Article: Desparity: Morphological Pattern and Developmental Context
Publication: Palaeontology
Volume:
50
Part:
1
Publication Date:
January
2007
Page(s):
57
–
73
Author(s):
Douglas H. Erwin
Abstract
The distribution of organic forms is clumpy at any scale from populations to the highest taxonomic categories, and whether considered within clades or within ecosystems. The fossil record provides little support for expectations that the morphological gaps between species or groups of species have increased through time as it might if the gaps were created by extinction of a more homogeneous distribution of morphologies.
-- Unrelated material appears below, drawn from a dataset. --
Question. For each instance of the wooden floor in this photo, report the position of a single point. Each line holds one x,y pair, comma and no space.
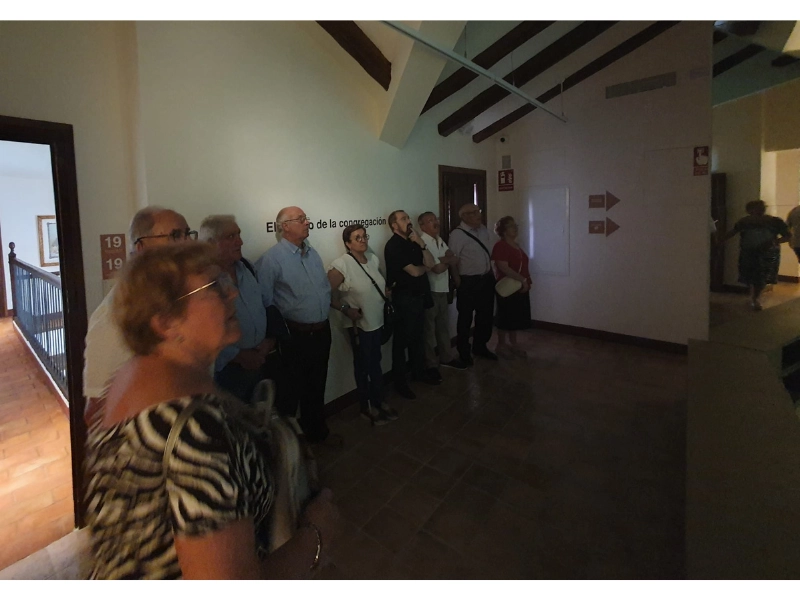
35,463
As the quantitative assessments of morphology have replaced counts of higher taxa as a metric of morphological disparity, numerous studies have demonstrated the rapid construction of morphospace early in evolutionary radiations, and have emphasized the difference between taxonomic measures of morphological diversity and quantitative assessments of disparity. Other studies have evaluated changing patterns of disparity across mass extinctions, ecomorphological patterns and the patterns of convergence within ecological communities, while the development of theoretical morphology has greatly aided efforts to understand why some forms do not occur. A parallel, and until recently, largely separate research effort in evolutionary developmental biology has established that the developmental toolkit underlying the remarkable breadth of metazoan form is largely identical among Bilateria, and many components are shared among all metazoa. Underlying this concern with disparity is a question about temporal variation in the production of morphological innovations, a debate over the relative significance of the generation of new morphologies vs. differential probabilities of their successful introduction, and the relative importance of constraint, convergence and contingency in the evolution of form.